Malgré notre vive inquiétude de voir, dès le départ, les échéances électorales et durées des mandats démocratiques perturbées, ajoutant de la confusion à la confusion, au moment où, en pleine crise, nous avons plus que jamais besoin de rigueur et de responsabilité à tous les échelons de la vie publique, nous restons, dans le contexte présent, en accord avec les cadres de notre mouvement.
Le MoDEM66 signale toutefois que l’idée de demander aux maires – alors même, ironie de la situation, qu’ils sont soumis aux avis des préfets et des ARS* – leur avis sur la tenue technique de ces élections, sous couvert de savoir si cela est réalisable et donc si la date de juin est compatible, est à nos yeux une façon de surseoir à la responsabilité du parlement, du gouvernement et du Président de la République, même si, la participation de nos maires dans les questions primordiales de notre démocratie est un pas en avant important vers la reconnaissance de nos élus de terrain.

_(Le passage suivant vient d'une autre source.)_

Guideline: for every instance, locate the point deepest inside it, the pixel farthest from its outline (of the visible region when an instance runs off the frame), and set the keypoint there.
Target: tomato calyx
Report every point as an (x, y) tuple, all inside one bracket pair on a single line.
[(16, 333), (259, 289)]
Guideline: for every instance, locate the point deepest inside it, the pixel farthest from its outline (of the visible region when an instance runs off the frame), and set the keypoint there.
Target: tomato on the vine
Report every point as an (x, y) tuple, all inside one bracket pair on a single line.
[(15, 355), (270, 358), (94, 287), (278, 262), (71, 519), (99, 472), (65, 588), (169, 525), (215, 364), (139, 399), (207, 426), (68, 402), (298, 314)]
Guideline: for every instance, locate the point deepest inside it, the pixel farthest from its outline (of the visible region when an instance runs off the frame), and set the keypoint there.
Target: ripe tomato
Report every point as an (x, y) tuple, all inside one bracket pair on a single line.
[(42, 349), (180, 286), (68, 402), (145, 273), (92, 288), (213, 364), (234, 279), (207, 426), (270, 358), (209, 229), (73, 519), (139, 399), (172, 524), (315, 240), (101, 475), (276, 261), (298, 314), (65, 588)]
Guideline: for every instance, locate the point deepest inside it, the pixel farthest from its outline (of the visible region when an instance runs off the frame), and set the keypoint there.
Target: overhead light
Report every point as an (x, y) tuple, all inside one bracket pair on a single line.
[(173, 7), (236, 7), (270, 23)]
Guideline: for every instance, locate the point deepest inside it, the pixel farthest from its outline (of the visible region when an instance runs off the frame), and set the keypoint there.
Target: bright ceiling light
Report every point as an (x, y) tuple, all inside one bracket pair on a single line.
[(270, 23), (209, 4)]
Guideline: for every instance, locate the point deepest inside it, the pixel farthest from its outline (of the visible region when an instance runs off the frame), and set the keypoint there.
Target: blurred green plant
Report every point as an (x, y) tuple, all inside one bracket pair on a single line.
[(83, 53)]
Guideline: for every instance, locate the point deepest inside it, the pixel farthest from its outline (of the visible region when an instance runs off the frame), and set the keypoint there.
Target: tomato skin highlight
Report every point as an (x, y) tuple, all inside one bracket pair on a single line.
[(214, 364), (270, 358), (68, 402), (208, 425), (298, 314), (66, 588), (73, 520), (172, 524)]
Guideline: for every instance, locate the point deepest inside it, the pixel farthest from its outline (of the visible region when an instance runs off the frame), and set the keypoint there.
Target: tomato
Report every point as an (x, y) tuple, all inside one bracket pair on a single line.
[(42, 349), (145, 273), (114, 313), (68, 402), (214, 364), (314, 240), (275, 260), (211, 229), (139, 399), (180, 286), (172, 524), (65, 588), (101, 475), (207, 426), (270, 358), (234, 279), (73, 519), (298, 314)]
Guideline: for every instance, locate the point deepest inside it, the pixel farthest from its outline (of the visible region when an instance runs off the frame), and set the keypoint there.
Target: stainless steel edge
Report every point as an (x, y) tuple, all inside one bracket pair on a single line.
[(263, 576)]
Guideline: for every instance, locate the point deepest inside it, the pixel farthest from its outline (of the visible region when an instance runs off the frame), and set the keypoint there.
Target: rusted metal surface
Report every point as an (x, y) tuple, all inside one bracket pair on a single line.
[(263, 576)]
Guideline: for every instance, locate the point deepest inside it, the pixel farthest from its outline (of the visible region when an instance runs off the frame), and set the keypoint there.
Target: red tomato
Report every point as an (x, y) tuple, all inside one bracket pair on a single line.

– Le MoDEM66 tient aussi à rappeler que pour ces élections, il est et reste solidaire avec le Groupe Centriste – MoDEM, Radicaux, Unitat Catalana, UDI et Nouveau Centre -, et donc confirme son indépendance en particulier face à La République En Marche (LaREM), ne souhaite donc pas participer à ses manœuvres ni laisser celle-ci maître du jeu, alors que, nous l’avons déjà regretté, le résultat catastrophique des précédentes municipales en particulier à Perpignan est en partie de sa responsabilité.

– Le MoDEM66 enfin, tenait à dire qu’il restait en retrait sur la polémique du « logo » de la Ville de Perpignan, considérant qu’il y a sur notre territoire des sujets à débattre et à régler plus urgents, plus graves et importants qui touchent directement le quotidien de nos concitoyens (COVID / gelées / revenus / marché du travail) dont nous ne nous détournerons pas. Si le MoDEM66 ne reste bien évidemment pas insensible au traitement de l’image de notre ville capitale, et à la portée politique qu’elle provoque, chacun comprendra qu’il préfère concentrer ses forces sur les dossiers et notre projet pour le territoire tout entier ».